2. Description of the Prior Art
Loading devices are known wherein the cord strip is removed from a storage roll, stored in the interim in the form of a long compensating loop and then mounted on the tire assembly drum via extensible and retractable guide elements. The compensating loop is designed to counterbalance the reciprocating movement of the guide elements. Specific heavy parts such as steel threads are held in the cord strip by means of a material having a lower yield point such as non-vulcanized rubber. As a result, this cord strip is extremely susceptible to distortion. It can only bear minimal loads transversally of the thread direction. Distortion can even be produced by the inherent weight of the steel cord in the compensating loop. A distorted cord strip causes irregularity of the finished tire and possible rejection of the same. For this reason, the cord strip is generally only supplied indirectly via the backing strip which is designed to prevent sticking of the cord strip on the storage roll.
A disadvantage of this known loading device is that the drive for its individual elements is provided by the shaft of the tire assembly drum, for example, via chain drive systems. These chain drive systems are very long and block the passage between the loading device and the tire assembly drum. Even a slight amount of slack in the chain causes distortion of the cord strip. When the dimensions of the tire assembly drum are varied the operating rate of the individual devices must also be adapted to the different peripheral speed of the drum.
Loading devices are also known wherein the individual devices and the tire assembly drum are driven by separate synchronized direct current motors. However, with continuous cord strip consumption the relationship of the diameter of gyration between the tire assembly drum and the supply roll of the loading device tends to vary. This impedes regular acceleration and deceleration of the individual cooperating elements. The same problems occur when the dimensions of the tire assembly drum are varied.
Another known type of loading device employs an independent rotary current drive for the tire assembly drum and feed rollers. Large cord compensating loops are provided between the individual stations. The elements of the loading device fill the compensating loops associated therewith independently of a straight drum offtake. The tire assembly drum removes the steel cord hanging in this loop independently of the cord strip storage roll. To avoid stresses in the cord strip the unwinding rate must be greater than the circumferential speed of the largest tire assembly drum incorporated in this tire assembly machine.
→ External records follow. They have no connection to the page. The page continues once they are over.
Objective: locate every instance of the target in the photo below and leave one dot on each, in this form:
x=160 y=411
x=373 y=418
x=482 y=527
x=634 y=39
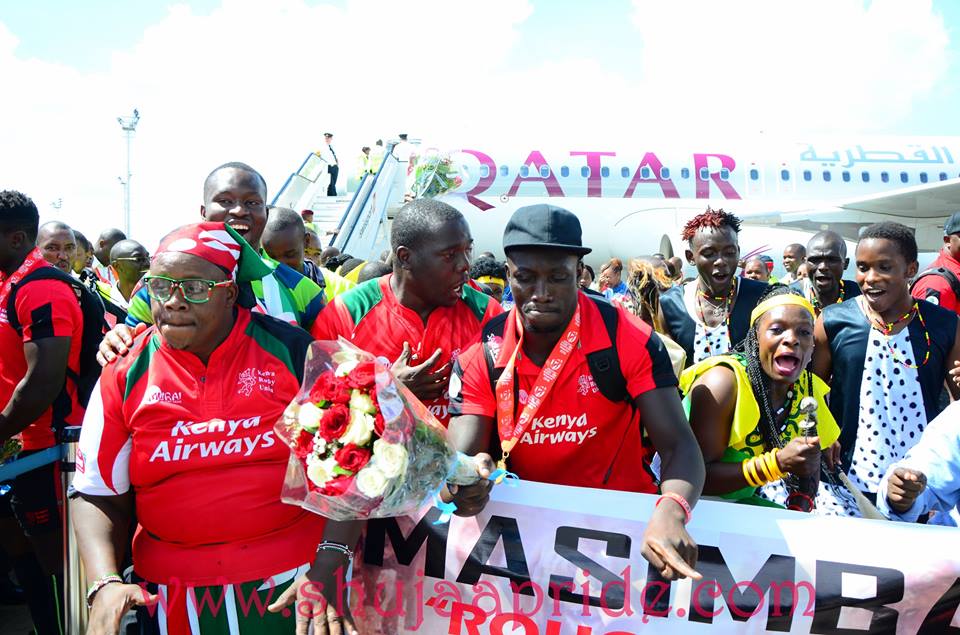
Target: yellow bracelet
x=775 y=471
x=746 y=473
x=750 y=471
x=763 y=470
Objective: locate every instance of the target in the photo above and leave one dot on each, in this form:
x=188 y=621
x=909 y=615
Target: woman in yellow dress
x=748 y=409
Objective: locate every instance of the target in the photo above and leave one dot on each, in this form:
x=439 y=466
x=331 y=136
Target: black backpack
x=94 y=326
x=604 y=363
x=944 y=273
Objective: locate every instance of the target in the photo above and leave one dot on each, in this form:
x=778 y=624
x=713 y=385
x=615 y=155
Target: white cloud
x=823 y=65
x=259 y=82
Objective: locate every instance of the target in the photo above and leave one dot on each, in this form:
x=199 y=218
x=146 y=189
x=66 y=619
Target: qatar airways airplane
x=635 y=201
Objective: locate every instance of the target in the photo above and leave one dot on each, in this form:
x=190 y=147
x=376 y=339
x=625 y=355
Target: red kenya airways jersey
x=45 y=308
x=197 y=445
x=577 y=434
x=371 y=317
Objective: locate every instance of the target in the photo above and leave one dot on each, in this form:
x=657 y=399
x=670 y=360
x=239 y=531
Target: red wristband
x=679 y=500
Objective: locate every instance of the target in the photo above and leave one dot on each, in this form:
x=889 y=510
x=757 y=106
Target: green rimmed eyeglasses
x=195 y=290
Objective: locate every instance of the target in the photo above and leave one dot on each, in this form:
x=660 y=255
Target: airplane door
x=786 y=177
x=755 y=180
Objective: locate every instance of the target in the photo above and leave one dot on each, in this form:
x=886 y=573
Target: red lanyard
x=28 y=264
x=510 y=432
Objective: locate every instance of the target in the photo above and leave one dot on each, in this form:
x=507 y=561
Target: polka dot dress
x=892 y=416
x=707 y=341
However, if the compensating loops are too large, distortion of the cord strip is frequently produced as a result of its own considerable weight. The compensating loop sags markedly during operating passes in which the tire assembly drum does not withdraw any cord strip. When the compensating loops are long more kinks will be needed in the material and, as a result, the cord strip is again distorted.
As the cord strip is shortened when there is an oblique thread angle at the drum, a long end is left over. In the known loading devices this end is bent back manually or by a mechanical deflecting means and stuck fast on the upper or lower side. Both methods of bending back the end damage the sensitive cord strip.